Published November 20, 2014
Residents of the eastern Libyan city that served as the cradle of the uprising that toppled Moammar Gadhafi voted for a local council Saturday in the city's first elections since the longtime dictator's capture and killing last year.
More than 400 people were running for the 41 seats up for grabs on the local council of Benghazi, Libya's second-largest city. The vote for the city council was the first in Benghazi since the 1960s, and some of the voting centers Saturday were so crowded that they stayed open an extra hour to meet the rush of voters.
"I hope this election is genuine ... because the people of Benghazi deserve to live a good life after what they went through and the sacrifices they paid to get to this point," said Shoueb Idris, a 27 year-old oil engineer who is also a candidate in the race.
While there was little campaigning in the run-up to Saturday's vote, other than posters in the streets and announcements online, residents were enthusiastic about the vote.
"We never had the chance to say what we want for the past 40 years, but now we can decide our own destiny" said 45-year-old Wanees al-Majberi.
Results are expected on Monday.
Libya's third-largest city of Misrata voted for a local council in February, while a handful of smaller cities have as well.
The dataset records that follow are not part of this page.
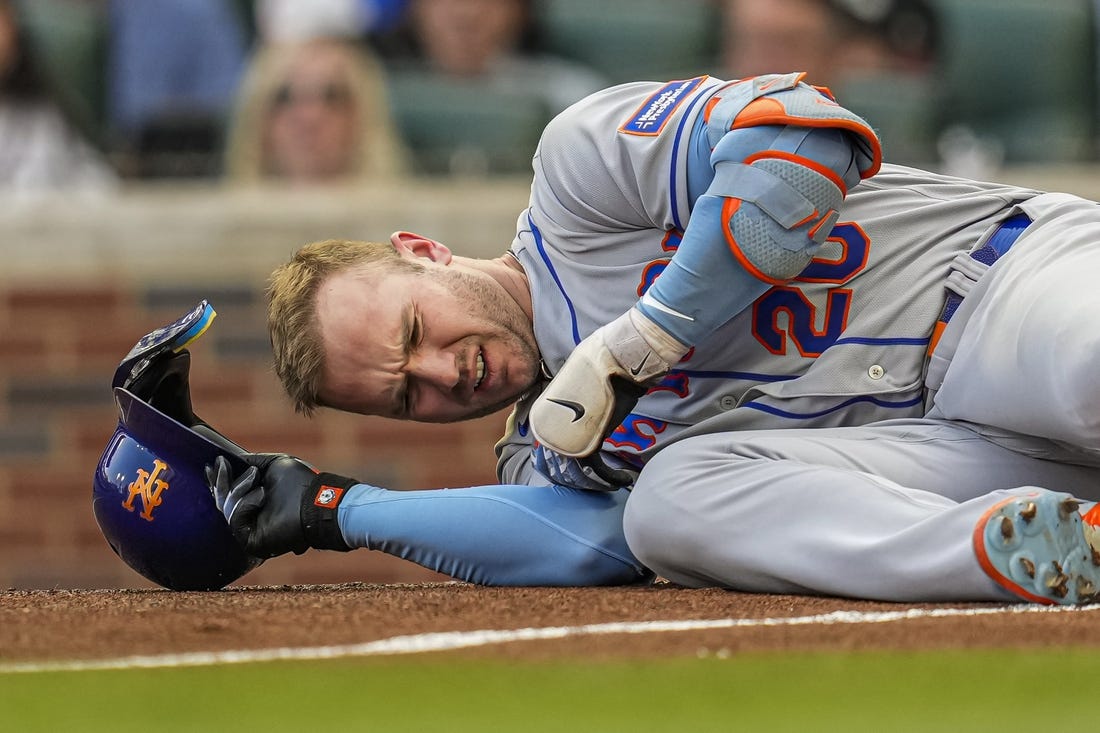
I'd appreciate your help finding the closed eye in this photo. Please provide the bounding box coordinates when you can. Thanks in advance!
[409,309,423,352]
[399,308,424,417]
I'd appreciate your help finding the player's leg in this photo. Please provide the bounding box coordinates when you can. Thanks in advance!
[624,418,1100,601]
[336,483,652,586]
[929,194,1100,459]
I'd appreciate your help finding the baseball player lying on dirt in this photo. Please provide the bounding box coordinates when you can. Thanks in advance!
[125,73,1100,603]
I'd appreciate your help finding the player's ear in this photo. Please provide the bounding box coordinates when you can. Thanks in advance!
[390,231,452,264]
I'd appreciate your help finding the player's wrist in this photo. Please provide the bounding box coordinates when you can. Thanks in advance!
[229,455,358,557]
[627,307,689,370]
[300,472,356,551]
[600,307,687,384]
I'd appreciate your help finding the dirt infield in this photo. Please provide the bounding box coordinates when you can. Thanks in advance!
[3,583,1100,667]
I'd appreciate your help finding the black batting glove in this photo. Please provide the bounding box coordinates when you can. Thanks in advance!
[206,454,357,559]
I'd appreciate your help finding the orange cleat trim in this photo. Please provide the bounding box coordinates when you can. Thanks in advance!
[1083,502,1100,526]
[972,496,1058,606]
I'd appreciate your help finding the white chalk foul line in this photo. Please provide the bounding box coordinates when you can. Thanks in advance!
[2,602,1097,674]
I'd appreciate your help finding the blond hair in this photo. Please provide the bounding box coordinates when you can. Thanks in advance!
[267,239,424,415]
[224,38,409,182]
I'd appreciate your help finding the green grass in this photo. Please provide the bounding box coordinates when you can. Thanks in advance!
[3,649,1097,732]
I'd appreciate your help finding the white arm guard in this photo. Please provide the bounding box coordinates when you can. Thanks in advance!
[529,308,687,458]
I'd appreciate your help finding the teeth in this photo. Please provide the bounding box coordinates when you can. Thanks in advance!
[475,352,484,388]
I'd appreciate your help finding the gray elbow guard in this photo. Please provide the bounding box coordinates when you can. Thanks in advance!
[702,72,881,283]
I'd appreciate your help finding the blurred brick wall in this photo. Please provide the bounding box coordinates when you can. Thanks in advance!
[0,180,531,589]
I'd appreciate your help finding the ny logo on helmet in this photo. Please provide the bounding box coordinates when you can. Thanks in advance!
[122,459,170,521]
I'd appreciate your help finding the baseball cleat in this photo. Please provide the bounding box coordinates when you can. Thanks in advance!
[974,492,1100,605]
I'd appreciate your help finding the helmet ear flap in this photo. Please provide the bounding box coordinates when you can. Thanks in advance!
[124,349,199,427]
[111,300,216,429]
[119,311,249,457]
[111,299,248,453]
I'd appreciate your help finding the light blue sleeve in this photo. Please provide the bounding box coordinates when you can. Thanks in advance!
[337,483,653,586]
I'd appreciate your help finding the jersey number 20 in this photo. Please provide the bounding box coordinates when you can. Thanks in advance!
[751,222,870,357]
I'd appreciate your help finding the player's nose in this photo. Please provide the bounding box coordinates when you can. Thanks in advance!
[408,350,461,392]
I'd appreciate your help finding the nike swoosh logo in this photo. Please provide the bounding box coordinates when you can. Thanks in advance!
[641,290,694,321]
[547,398,585,422]
[629,353,652,378]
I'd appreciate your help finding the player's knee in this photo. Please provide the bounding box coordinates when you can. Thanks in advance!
[626,437,784,582]
[624,451,709,580]
[623,490,680,581]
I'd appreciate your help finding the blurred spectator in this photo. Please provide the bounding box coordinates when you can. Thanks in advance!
[722,0,937,82]
[223,37,410,185]
[106,0,249,179]
[0,0,116,194]
[372,0,607,115]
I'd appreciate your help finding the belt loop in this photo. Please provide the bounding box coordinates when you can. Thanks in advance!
[926,212,1032,358]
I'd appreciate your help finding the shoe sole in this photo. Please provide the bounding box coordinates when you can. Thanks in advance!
[973,491,1100,605]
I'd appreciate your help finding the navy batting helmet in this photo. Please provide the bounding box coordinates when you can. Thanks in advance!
[92,301,263,590]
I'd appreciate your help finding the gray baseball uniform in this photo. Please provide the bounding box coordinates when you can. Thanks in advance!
[495,77,1100,601]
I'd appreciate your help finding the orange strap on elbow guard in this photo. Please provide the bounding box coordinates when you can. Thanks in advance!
[704,72,881,180]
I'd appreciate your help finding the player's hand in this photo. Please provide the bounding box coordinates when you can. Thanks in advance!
[206,454,356,558]
[207,453,312,557]
[208,455,262,535]
[529,307,687,457]
[531,442,639,492]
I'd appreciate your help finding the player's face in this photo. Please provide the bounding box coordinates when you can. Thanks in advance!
[315,254,540,422]
[263,42,359,181]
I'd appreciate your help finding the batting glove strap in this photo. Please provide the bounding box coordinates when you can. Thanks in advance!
[300,473,357,552]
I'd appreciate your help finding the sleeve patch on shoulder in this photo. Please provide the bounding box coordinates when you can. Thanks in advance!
[619,77,707,137]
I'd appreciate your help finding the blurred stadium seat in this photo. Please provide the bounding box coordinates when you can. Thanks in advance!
[832,72,942,167]
[932,0,1096,163]
[386,70,550,175]
[532,0,721,84]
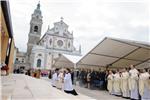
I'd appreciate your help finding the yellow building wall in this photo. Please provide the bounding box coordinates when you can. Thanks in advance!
[1,36,9,63]
[1,6,15,74]
[8,39,15,73]
[1,7,9,64]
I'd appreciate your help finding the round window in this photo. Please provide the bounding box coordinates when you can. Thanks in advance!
[57,40,63,47]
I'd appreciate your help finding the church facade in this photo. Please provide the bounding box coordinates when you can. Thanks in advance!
[25,2,81,70]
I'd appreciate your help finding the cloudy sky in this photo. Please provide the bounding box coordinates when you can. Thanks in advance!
[9,0,149,55]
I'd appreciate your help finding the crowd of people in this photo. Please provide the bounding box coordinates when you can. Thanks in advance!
[77,69,107,89]
[75,65,150,100]
[11,64,150,99]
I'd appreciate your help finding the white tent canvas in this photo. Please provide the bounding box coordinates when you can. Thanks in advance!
[53,54,81,68]
[77,37,150,68]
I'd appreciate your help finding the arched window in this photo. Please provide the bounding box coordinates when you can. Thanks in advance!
[37,59,41,67]
[49,39,52,45]
[68,42,70,48]
[34,26,38,32]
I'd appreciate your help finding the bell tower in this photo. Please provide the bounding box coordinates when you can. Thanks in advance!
[27,2,43,55]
Elections for a national assembly are scheduled for June.
Since Gadhafi's ouster, the new government in Tripoli has struggled to impose its authority throughout the country or earn the wider trust of the people, especially in the east.
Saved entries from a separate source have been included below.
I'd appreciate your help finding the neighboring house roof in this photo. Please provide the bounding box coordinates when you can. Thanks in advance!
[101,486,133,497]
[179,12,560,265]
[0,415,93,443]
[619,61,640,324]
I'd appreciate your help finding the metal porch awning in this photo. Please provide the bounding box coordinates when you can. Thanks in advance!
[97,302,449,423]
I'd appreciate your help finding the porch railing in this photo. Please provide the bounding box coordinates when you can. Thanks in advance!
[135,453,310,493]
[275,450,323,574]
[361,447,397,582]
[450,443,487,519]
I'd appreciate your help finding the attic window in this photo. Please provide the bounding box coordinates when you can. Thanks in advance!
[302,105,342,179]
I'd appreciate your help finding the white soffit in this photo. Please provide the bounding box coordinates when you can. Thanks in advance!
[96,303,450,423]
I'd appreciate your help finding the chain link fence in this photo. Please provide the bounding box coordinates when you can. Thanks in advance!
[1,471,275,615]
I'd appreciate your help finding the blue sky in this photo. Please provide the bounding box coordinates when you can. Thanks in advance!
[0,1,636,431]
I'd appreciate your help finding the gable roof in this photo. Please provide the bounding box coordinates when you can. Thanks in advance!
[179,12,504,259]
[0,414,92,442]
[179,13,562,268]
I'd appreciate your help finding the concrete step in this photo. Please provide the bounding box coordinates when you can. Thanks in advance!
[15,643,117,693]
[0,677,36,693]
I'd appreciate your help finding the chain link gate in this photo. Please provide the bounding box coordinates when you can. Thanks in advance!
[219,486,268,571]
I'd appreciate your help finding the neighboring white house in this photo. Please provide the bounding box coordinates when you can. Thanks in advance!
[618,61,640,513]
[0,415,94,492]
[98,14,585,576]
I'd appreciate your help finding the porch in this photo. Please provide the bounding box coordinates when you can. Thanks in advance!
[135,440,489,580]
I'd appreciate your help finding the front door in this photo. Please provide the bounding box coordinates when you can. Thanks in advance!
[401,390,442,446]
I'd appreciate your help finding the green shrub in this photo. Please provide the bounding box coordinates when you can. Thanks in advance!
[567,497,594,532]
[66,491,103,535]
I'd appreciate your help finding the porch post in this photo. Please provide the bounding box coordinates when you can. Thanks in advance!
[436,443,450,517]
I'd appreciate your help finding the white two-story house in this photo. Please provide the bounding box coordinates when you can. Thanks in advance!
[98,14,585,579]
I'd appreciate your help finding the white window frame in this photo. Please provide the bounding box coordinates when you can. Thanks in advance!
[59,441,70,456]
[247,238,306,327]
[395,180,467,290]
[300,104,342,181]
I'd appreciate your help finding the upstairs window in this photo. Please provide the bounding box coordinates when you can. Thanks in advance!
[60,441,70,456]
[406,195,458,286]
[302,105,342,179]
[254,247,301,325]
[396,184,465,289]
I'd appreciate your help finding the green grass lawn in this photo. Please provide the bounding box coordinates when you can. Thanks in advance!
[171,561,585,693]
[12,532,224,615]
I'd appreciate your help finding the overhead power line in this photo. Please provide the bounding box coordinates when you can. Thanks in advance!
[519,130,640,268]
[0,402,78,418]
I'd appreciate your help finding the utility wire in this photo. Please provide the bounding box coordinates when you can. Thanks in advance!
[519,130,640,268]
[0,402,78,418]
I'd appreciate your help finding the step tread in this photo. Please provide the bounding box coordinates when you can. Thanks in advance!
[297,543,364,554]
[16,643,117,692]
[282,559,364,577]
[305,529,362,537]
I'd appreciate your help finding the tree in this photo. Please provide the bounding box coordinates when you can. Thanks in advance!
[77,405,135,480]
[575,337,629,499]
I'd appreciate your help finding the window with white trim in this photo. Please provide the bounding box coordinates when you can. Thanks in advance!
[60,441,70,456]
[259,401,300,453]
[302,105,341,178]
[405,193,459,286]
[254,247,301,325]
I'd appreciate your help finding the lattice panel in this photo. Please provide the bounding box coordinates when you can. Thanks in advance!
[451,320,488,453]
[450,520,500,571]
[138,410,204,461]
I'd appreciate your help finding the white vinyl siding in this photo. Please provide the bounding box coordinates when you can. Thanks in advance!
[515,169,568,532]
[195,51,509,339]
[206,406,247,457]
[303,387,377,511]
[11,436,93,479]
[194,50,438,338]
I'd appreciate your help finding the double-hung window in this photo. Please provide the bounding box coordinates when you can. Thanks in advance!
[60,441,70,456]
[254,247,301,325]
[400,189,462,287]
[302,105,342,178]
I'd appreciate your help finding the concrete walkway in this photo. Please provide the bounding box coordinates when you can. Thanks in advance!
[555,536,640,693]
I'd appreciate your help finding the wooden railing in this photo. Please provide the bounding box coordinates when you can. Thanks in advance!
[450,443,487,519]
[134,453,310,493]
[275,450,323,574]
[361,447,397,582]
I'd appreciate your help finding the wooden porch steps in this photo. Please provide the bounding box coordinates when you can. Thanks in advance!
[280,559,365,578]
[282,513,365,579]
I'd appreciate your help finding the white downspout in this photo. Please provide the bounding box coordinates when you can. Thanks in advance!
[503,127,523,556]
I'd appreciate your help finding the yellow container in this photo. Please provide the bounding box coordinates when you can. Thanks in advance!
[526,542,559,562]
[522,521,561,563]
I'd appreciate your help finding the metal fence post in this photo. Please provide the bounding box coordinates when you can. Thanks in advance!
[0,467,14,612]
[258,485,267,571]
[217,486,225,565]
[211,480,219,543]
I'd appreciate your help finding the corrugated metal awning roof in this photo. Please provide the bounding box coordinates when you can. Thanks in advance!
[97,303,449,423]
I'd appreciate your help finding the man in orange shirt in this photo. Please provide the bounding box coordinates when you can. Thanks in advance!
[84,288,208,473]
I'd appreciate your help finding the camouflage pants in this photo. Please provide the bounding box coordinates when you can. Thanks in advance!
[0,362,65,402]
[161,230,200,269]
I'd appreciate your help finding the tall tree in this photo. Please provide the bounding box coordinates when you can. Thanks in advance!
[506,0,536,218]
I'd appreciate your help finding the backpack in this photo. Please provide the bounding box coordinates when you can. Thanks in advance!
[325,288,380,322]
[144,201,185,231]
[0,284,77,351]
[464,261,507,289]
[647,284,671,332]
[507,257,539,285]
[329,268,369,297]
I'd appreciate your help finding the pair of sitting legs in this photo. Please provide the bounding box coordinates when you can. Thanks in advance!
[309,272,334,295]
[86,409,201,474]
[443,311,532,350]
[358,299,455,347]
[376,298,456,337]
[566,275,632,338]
Top tribal leaders and commanders of militia groups in eastern Libya in March set up a semi-independent region named Barqa, leading to fears that Libya could fragment into several states. Barqa would have its own parliament, police force, courts and capital in Benghazi.
Leaders of the Barqa movement have called on residents in the east to boycott next months elections for a 200-seat parliament that would form a government and prepare for the country's new constitution. Leaders in the Benghazi say those elections are just another tool to "marginalize" the east.